Философия созерцания, смирения, которой руководствуются на Востоке, где люди живут огромными массами в непосредственной близости друг от друга, как безногие личинки, теперь стала образцом, по которому западный человек должен строить свою жизнь. Поэтому, думал Палмер, очевидно, какой выбор надо сделать, во всяком случае, если ты находишься в таком плавильном ригеле, как Нью-Йорк. Либо подчиняешься, поплывешь по течению, либо отправляйся в Вайоминг. [18]
Но чтобы отправиться в американскую глубинку, подумал Палмер, в ту Америку, где так мало народа, где найдется место и для чудаков, и для оригиналов разных мастей, нужно отправляться туда одному или связать свою жизнь с теми, кого очень любишь.

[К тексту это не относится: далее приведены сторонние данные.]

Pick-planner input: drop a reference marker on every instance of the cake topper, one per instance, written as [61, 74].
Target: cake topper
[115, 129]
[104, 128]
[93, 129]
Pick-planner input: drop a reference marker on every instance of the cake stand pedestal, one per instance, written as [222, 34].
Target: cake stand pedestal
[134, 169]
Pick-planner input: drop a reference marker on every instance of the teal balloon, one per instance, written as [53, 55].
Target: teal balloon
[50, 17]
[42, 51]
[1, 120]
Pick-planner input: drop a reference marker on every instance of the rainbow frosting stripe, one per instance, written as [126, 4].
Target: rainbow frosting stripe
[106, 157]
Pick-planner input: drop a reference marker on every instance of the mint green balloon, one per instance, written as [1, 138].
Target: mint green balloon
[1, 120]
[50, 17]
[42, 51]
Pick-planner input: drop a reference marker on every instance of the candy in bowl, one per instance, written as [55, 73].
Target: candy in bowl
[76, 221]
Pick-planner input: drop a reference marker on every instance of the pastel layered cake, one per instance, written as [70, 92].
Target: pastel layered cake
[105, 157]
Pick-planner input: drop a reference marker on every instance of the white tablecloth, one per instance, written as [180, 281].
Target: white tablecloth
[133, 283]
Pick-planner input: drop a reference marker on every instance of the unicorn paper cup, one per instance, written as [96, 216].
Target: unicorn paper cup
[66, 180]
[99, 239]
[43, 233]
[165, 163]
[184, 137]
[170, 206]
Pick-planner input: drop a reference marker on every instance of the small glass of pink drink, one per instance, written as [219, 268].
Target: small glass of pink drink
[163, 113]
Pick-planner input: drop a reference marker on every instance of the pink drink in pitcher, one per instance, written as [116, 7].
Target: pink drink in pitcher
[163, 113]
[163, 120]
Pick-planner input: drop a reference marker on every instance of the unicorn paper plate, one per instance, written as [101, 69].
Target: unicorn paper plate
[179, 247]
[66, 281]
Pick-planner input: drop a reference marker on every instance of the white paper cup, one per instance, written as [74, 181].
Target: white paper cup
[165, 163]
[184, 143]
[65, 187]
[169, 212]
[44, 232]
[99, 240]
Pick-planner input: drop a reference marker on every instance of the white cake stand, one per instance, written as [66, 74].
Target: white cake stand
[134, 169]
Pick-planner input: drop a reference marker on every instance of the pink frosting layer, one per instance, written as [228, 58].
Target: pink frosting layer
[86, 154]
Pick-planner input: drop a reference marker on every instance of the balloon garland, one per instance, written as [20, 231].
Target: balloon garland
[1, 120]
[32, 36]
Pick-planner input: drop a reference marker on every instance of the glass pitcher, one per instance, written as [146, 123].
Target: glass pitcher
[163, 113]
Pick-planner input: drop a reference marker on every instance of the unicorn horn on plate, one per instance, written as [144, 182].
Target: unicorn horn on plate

— Уже давным-давно горит зеленый, — холодно произнесла Эдис.
— Да, хорошо, Шон. Arrivederci. [19]
Типпи положила трубку и взглянула на портативные часы в футляре из красной кожи, стоящие на ее туалетном столике. Она медленно перевела свой взгляд к зеркалу, которое висело над столиком. Наклонилась к нему поближе и стала тщательно рассматривать линии под своими большими серыми глазами. Даже на ее очень старых фотографиях, на которых она была запечатлена пятилетней девочкой на пляже в Уиннетке, совершенно четко были видны мешки под глазами. Теперь, когда ей было почти двадцать, под глазами по-прежнему были эти чертовы мешки, вот именно, особенно когда она улыбалась или смеялась или, как в эту субботу, не выспалась.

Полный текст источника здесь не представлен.